Quote:
If it is necessary to have a heat source of some sort to cause hydrogen and oxygen to combine where do you think the water in comets, which formed in the cold depths of space, came from?


first we need to establish the validity of the below.
as the remainder of your post depends on its validity.

Quote:
They formed from a chemical reaction which is easily initiated in a great many ways. The chemicals of life can be formed in the same way, by simple chemical reactions. They can then be combined through other simple chemical reactions to form ever more complex chemicals until they all come together to produce life.


I tried to find that information about how water formed
on comets , and was unable.
would you mind posting a link to the info.

I did find this about a actual comet.

http://www.nytimes.com/2005/09/07/science/07comet.html?_r=0

Quote:
Clays and carbonates both require liquid water to form.

"How do clays and carbonates form in frozen comets where there isn't liquid water?" said Carey M. Lisse, a research scientist at the Applied Physics Laboratory at Johns Hopkins University who is presenting the Spitzer data today at a meeting of the Division for Planetary Sciences in Cambridge, England. "Nobody expected this."

Spitzer also detected minerals known as crystalline silicates. Astronomers had already known that comets contain silicates, but silicates line up in neat crystal structures only when they are warmed to 1,300 degrees Fahrenheit - temperatures reached at around the orbit of Mercury - and then cooled.

"How do you do that and then how do you put that stuff into a comet that forms out by Pluto?" Dr. Lisse said.

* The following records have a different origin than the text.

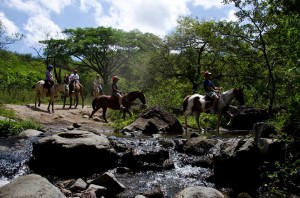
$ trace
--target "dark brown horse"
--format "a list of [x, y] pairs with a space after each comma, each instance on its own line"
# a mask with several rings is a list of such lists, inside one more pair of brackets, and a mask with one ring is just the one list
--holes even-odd
[[103, 110], [102, 117], [105, 120], [105, 122], [107, 122], [106, 116], [105, 116], [107, 108], [123, 111], [123, 113], [124, 113], [123, 118], [125, 118], [126, 113], [128, 113], [130, 116], [132, 116], [129, 108], [130, 108], [131, 103], [136, 99], [139, 99], [143, 105], [146, 104], [146, 99], [145, 99], [143, 91], [133, 91], [133, 92], [123, 95], [122, 105], [125, 107], [125, 109], [121, 110], [118, 99], [115, 99], [109, 95], [101, 95], [98, 98], [95, 98], [93, 100], [93, 103], [92, 103], [93, 111], [90, 115], [90, 118], [92, 118], [93, 115], [101, 108]]

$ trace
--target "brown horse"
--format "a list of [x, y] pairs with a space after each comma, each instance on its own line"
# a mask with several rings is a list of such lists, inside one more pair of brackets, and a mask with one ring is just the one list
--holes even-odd
[[125, 109], [120, 109], [118, 99], [115, 99], [112, 96], [108, 96], [108, 95], [101, 95], [98, 98], [95, 98], [93, 100], [93, 103], [92, 103], [93, 111], [90, 115], [90, 118], [92, 118], [93, 115], [99, 109], [102, 108], [102, 110], [103, 110], [102, 117], [105, 120], [105, 122], [107, 122], [105, 114], [106, 114], [107, 108], [110, 108], [113, 110], [123, 111], [123, 118], [125, 119], [126, 113], [128, 113], [130, 116], [132, 116], [129, 108], [130, 108], [131, 103], [136, 99], [139, 99], [142, 102], [143, 106], [146, 105], [146, 99], [145, 99], [143, 91], [133, 91], [133, 92], [123, 95], [122, 105], [125, 107]]
[[[41, 105], [41, 98], [46, 97], [48, 89], [44, 87], [45, 81], [40, 80], [35, 85], [32, 86], [33, 89], [36, 91], [35, 97], [35, 108], [38, 101], [38, 106]], [[54, 84], [50, 88], [50, 95], [49, 97], [49, 104], [48, 104], [48, 112], [50, 112], [50, 105], [52, 105], [52, 112], [54, 113], [54, 98], [58, 96], [58, 93], [61, 92], [65, 94], [68, 87], [64, 84]]]
[[63, 108], [65, 108], [66, 98], [68, 96], [70, 96], [69, 108], [70, 109], [72, 108], [73, 99], [74, 99], [74, 105], [75, 105], [74, 108], [77, 108], [78, 103], [79, 103], [79, 95], [81, 96], [82, 108], [84, 107], [83, 86], [79, 83], [77, 83], [74, 88], [72, 88], [73, 86], [74, 86], [74, 81], [71, 81], [69, 84], [69, 94], [64, 95], [64, 98], [63, 98], [63, 100], [64, 100]]
[[[236, 88], [231, 89], [228, 91], [225, 91], [221, 94], [220, 100], [218, 102], [218, 123], [217, 123], [217, 131], [219, 133], [220, 128], [220, 121], [222, 113], [225, 113], [226, 107], [229, 106], [229, 103], [233, 98], [236, 98], [238, 102], [243, 105], [245, 103], [244, 101], [244, 94], [243, 89]], [[200, 113], [209, 113], [210, 111], [205, 111], [206, 109], [209, 109], [212, 106], [212, 101], [210, 101], [207, 96], [203, 96], [200, 94], [193, 94], [191, 96], [187, 96], [183, 101], [183, 111], [184, 111], [184, 117], [185, 117], [185, 131], [187, 132], [187, 116], [195, 113], [196, 114], [196, 123], [198, 126], [199, 133], [203, 130], [200, 126], [199, 118]]]

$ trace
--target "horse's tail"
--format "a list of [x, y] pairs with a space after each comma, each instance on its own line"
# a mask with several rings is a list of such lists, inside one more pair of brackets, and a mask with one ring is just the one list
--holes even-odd
[[183, 112], [185, 112], [185, 111], [187, 110], [189, 98], [190, 98], [190, 96], [187, 96], [187, 97], [185, 97], [184, 100], [183, 100], [183, 104], [182, 104]]
[[35, 89], [35, 84], [32, 86], [32, 89]]
[[96, 99], [97, 99], [97, 98], [94, 98], [94, 99], [93, 99], [93, 102], [92, 102], [93, 110], [96, 109]]

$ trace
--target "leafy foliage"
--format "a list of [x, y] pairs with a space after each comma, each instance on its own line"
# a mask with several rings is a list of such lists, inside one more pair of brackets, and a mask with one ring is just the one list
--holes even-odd
[[0, 120], [0, 136], [7, 137], [16, 135], [26, 129], [42, 130], [42, 126], [33, 120], [12, 121]]

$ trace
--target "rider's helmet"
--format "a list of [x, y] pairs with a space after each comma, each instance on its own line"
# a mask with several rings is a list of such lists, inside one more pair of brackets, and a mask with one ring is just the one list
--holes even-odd
[[96, 77], [99, 78], [99, 77], [100, 77], [100, 74], [97, 74]]
[[112, 77], [112, 80], [113, 80], [113, 81], [116, 81], [116, 80], [119, 80], [119, 78], [118, 78], [118, 76], [113, 76], [113, 77]]
[[77, 69], [74, 69], [74, 73], [77, 74], [77, 72], [78, 72]]
[[209, 71], [205, 71], [203, 73], [203, 76], [206, 78], [206, 77], [209, 77], [211, 75], [211, 73]]
[[48, 65], [47, 68], [48, 68], [48, 69], [53, 69], [53, 66], [52, 66], [52, 65]]

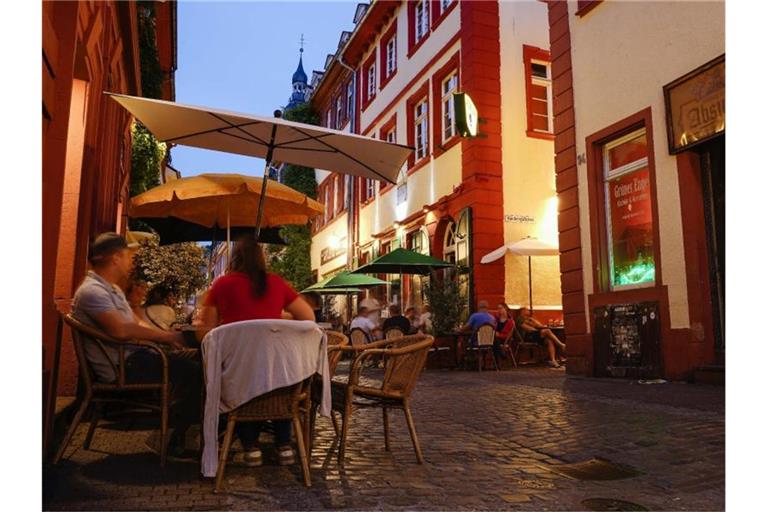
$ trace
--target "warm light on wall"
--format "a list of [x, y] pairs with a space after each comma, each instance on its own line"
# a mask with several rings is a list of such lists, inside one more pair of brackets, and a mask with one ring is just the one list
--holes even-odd
[[331, 249], [338, 249], [341, 246], [341, 239], [336, 235], [331, 235], [328, 237], [328, 246]]
[[558, 245], [557, 209], [559, 204], [560, 200], [557, 196], [547, 199], [547, 203], [544, 206], [544, 214], [538, 226], [539, 240], [550, 242], [553, 245]]

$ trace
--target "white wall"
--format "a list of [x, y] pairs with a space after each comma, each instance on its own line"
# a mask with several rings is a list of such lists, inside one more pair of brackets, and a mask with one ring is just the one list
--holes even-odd
[[[501, 2], [501, 129], [504, 166], [504, 213], [528, 215], [533, 223], [504, 223], [504, 241], [526, 236], [557, 244], [554, 142], [529, 137], [525, 98], [523, 45], [549, 50], [549, 21], [543, 2]], [[482, 115], [482, 114], [481, 114]], [[533, 258], [533, 301], [539, 307], [561, 306], [557, 256]], [[528, 303], [528, 259], [507, 255], [505, 298]]]
[[[683, 226], [675, 157], [667, 149], [662, 87], [725, 53], [723, 2], [602, 2], [584, 18], [568, 4], [576, 150], [589, 135], [651, 107], [662, 278], [672, 328], [689, 326]], [[592, 290], [587, 167], [578, 166], [582, 262]]]

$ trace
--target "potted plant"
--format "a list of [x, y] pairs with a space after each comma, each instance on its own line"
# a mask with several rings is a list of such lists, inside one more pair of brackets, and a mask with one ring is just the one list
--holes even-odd
[[[451, 347], [455, 350], [454, 333], [461, 326], [465, 299], [459, 283], [447, 276], [432, 274], [424, 284], [424, 294], [432, 308], [432, 335], [435, 347]], [[454, 354], [456, 357], [457, 354]]]

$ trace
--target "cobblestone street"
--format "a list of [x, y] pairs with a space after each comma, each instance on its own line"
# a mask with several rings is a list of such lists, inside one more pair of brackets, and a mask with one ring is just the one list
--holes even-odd
[[[298, 465], [227, 468], [212, 493], [195, 463], [161, 470], [145, 441], [152, 426], [99, 428], [91, 450], [80, 430], [60, 465], [46, 471], [47, 510], [584, 510], [589, 498], [651, 510], [725, 506], [723, 387], [567, 377], [562, 371], [428, 370], [413, 411], [426, 463], [416, 463], [402, 414], [391, 415], [384, 450], [381, 412], [359, 410], [343, 468], [329, 453], [330, 422], [318, 420], [311, 488]], [[266, 436], [263, 436], [262, 441]], [[584, 481], [551, 468], [593, 457], [641, 472]]]

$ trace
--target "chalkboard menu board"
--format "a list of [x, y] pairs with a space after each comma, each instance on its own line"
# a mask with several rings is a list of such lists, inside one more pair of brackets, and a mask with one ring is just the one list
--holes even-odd
[[642, 364], [639, 304], [620, 304], [611, 308], [611, 339], [608, 342], [611, 366]]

Dr. Lisse said that the presence of the clays, carbonates and crystalline silicates indicated that material in the solar system's primordial cloud had somehow become well-mixed with dust from the inner solar system migrating outward, or that the minerals had formed through unexpected chemical reactions.

"Both of these are speculation," Dr. Lisse said. "Hopefully in a few months I can tell you."

Another possibility is that the changes are more recent. Within the last 10,000 years, Tempel 1 migrated to the warmer inner solar system, between Mars and Jupiter, but Dr. Lisse said he doubted that was long enough for the makeup of the comet to change much.


initially I was going to include pressure , as in impact pressure but I concluded that heat is a result of pressure
and you guys could figure that one out right away.

I could see how pressures from an impact could cause
water to form far from any heat source as long as there
was hydrogen and oxygen in the vicinity.

and especially when considering the water on comets that develop in the oort cloud beyond our solar systems planets where temperatures approach 0 Kelvin which would most likely dim the chances of chemical reactions taking place unless there was a heat source to warm the vicinity of any proposed chemical reaction.








3/4 inch of dust build up on the moon in 4.527 billion years,LOL and QM is fantasy science.